For food, it ingests dirt, carbohydrates, cellulose, phosphates, wood and even paint (oil-based in particular). According to Florida-based Coronado Paint’s Technical Services Department, mildew grows faster on exterior low-sheen alkyd-based products than on semi-gloss or gloss finishes. It grows even more quickly if the coating contains linseed oil.
“Any organic material can be a food source,” Glowacki adds. “Applying cellulose paint is like putting out a buffet for mold and mildew.”
Many times, however, if you see mildew growing on paint, the paint is actually micro cracking and the mildew is feeding on the substrate, Stauffer notes.
“Because primers seal surfaces and sealed surfaces attract and absorb less water,” Kinnen says, “primers can be a good bet in the battle against mildew.”
Joe Vanderdrink, district sales manager for Vista Paint in Orange County, California, suggests using a high-quality acrylic primer to better resist mildew-and the thicker the better. “If you brush on one coat, there’s not enough mil coat to fight it off. It’s like buying a used tire; it’s not going to last very long.”
Primers add another degree of separation, Stauffer agrees. “Most contain a mildewcide and have low porosity, like a satin or semi-gloss, and there’s less likelihood that spores can make it through the film into the substrate.” A good choice for the interior is a latex stain-blocking primer because it has a high degree of adhesion and is low in porosity, he adds.
Mildewcides, which are not effective against algae, gradually leach out of paint and onto the film’s surface when exposed to rain and dew. So it only makes sense that the more paint on a surface the longer the surface will be protected. Normally, it takes two to three years before all the mildewcide has leached out of the film.
Zinsser Co., a coatings manufacturer based in Sommerset, New Jersey, has been working hard since the late ’80s to develop a line of specialty products for the long-term prevention of mold and mildew, says Glowacki.
In 1991, the company introduced Perma-White Mildew-Proof Bathroom Paint, “the first mildew-proof paint on the market,” he says.
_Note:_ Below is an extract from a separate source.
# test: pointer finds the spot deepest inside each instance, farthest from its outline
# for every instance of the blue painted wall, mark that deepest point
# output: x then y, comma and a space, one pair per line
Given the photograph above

Designed to be used indoors wherever mildew or high humidity are problems, this fast-drying paint will bond to glossy surfaces without sanding. “It’ll stick to anything,” Glowacki says, “even old varnish if it’s clean.”
In 1998, Zinsser added a concentrated cleaner that kills mold and mildew on contact. Designed to be mixed with bleach and water, “Jomax has a unique formula with a bleach activator that allows bleach to work exceptionally well with smaller amounts than traditionally needed,” Glowacki explains.
onsequently, it can be used near plants and shrubs without damaging them.
That same year, the company added a Perma-White exterior paint, recently renamed Perma-White Mildew-Proof House & Trim Paint, to its line. Like its interior cousin, the acrylic paint is self-priming and is guaranteed to be mildew-free for five years.
“This gave us a team of products,” Glowacki says, to “take it off and keep it off.” The line also includes Add-2, a post-additive mildewcide for interior or exterior paint, and Zinsser Plus, a commercial wall covering system that consists of a low-odor mildew-proof primer and adhesive that can be applied while the building is occupied. And just introduced this year is WaterTite, a mildew-proof waterproofing paint for basements and masonry, inside and outside, above and below grade.
“If you look at EPA guidelines, they’ll tell you moisture control is the key to reducing mold growth,” notes Glowacki. “On top of that, if you lessen or remove the food source, the mold and mildew will die. That’s the logic behind Zinsser products. We’re interested in developing long-term mold and mildew preventative products for both inside and outside the home. Zinsser views this as an important niche. We used to think of it as a small but important niche; now the small is gone.”